Hello,
I encounter a problem using goSlim function in the package GSEAbase.
I have a set of annotations (pasted below). When I use the goSlim function in order to have the counts of appearance of each Go Slim plant ontology, it seems to me that the counts are off.
I noticed it because I am interested in one perticular ontology which is "GO:0005618" (cell wall), appearing two times in my annotation file but which is counted only one. Is there something I am missing here?
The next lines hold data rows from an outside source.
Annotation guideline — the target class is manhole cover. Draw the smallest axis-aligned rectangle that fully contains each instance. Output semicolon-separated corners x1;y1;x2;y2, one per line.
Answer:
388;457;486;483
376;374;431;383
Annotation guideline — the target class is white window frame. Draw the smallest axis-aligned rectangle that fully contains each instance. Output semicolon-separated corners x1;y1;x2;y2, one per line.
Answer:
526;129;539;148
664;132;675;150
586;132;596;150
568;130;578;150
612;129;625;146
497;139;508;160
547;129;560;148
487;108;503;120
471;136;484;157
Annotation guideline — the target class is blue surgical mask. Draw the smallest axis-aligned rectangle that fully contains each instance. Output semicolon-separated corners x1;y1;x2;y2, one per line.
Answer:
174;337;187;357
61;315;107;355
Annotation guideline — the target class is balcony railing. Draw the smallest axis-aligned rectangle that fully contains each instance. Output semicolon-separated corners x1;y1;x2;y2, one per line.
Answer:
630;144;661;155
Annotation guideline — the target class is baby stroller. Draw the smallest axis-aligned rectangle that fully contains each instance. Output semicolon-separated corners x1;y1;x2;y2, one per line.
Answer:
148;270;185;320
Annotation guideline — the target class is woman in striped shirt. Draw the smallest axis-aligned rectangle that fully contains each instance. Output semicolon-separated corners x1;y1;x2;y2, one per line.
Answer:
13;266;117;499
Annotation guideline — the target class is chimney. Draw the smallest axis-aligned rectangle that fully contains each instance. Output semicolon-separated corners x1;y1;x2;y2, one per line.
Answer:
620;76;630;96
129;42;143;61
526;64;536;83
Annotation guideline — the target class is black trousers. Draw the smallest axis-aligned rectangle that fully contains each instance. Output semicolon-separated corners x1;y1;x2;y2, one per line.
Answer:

My annotation file and code are below:
Here is my annotation file, named annot7:
--------------------------------------------------------------------------------------------
Contig2390 GO:0000902 expansin-A1 isoform X1 Contig2390 GO:0005618 Contig2390 GO:0071554 Contig2390 GO:0005576 Contig2390 GO:0040007 Contig7915 GO:0007010 villin-3-like isoform X1 Contig7915 GO:0022607 Contig7915 GO:0008092 Contig10367 GO:0005975 endoglucanase 2 Contig10367 GO:0009056 Contig10367 GO:0005575 Contig10367 GO:0016798 Contig10367 EC:3.2.1.4 Contig21476 GO:0016746 O-acyltransferase WSD1-like Contig21476 GO:0006629 Contig21476 GO:0009058 Contig21476 GO:0005886 Contig21476 EC:2.3.1.20 Contig21476 EC:2.3.1.75 Contig71769 GO:0005975 plant invertase pectin methylesterase inhibitor superfamily Contig71769 GO:0009056 Contig71769 GO:0005618 Contig71769 GO:0071554 Contig71769 GO:0030234 Contig71769 EC:3.1.1.11 Contig71976 GO:0005575 glucomannan 4-beta-mannosyltransferase 9-like Contig71976 GO:0003674 Contig74515 GO:0005975 probable rhamnogalacturonate lyase B Contig74515 GO:0003674
-----------------------------------------------------------------------------------------------------------------
Here is my code:
--------------------------------------------------------------------------------------------------------------------
colnames(annot7)=c("contig","GO","gene")
library("GSEABase")
#database
fl <- system.file("extdata", "goslim_plant.obo", package="GSEABase")
slim <- getOBOCollection(fl)
setDEGOs7=as.character(annot7$GO)
currentCollecSet7=GOCollection(setDEGOs7)
# Here, length(which(currentCollecSet7=="GO:0005618")) is 2
freqGO_7_MF=goSlim(currentCollecSet7, slim, "MF")#or BP or CC
freqGO_7_BP=goSlim(currentCollecSet7, slim, "BP")
freqGO_7_CC=goSlim(currentCollecSet7, slim, "CC")
#and this is what I get:
> freqGO_7_CC
Count Percent Term
GO:0005575 4 36.363636 cellular_component
GO:0005576 1 9.090909 extracellular region
GO:0005578 0 0.000000 proteinaceous extracellular matrix
GO:0005615 0 0.000000 extracellular space
GO:0005618 1 9.090909 cell wall
GO:0005622 0 0.000000 intracellular
GO:0005623 2 18.181818 cell
GO:0005634 0 0.000000 nucleus
GO:0005635 0 0.000000 nuclear envelope
GO:0005654 0 0.000000 nucleoplasm
GO:0005730 0 0.000000 nucleolus
GO:0005737 0 0.000000 cytoplasm
GO:0005739 0 0.000000 mitochondrion
GO:0005764 0 0.000000 lysosome
GO:0005768 0 0.000000 endosome
GO:0005773 0 0.000000 vacuole
GO:0005777 0 0.000000 peroxisome
GO:0005783 0 0.000000 endoplasmic reticulum
GO:0005794 0 0.000000 Golgi apparatus
GO:0005829 0 0.000000 cytosol
GO:0005840 0 0.000000 ribosome
GO:0005856 0 0.000000 cytoskeleton
GO:0005886 1 9.090909 plasma membrane
GO:0009536 0 0.000000 plastid
GO:0009579 0 0.000000 thylakoid
GO:0016020 1 9.090909 membrane
GO:0030312 1 9.090909 external encapsulating structure
----------------------------------------------------------------------------------------------------------------------------
Thanks for reading me!

Thanks a lot! It works now and the results seems more logical.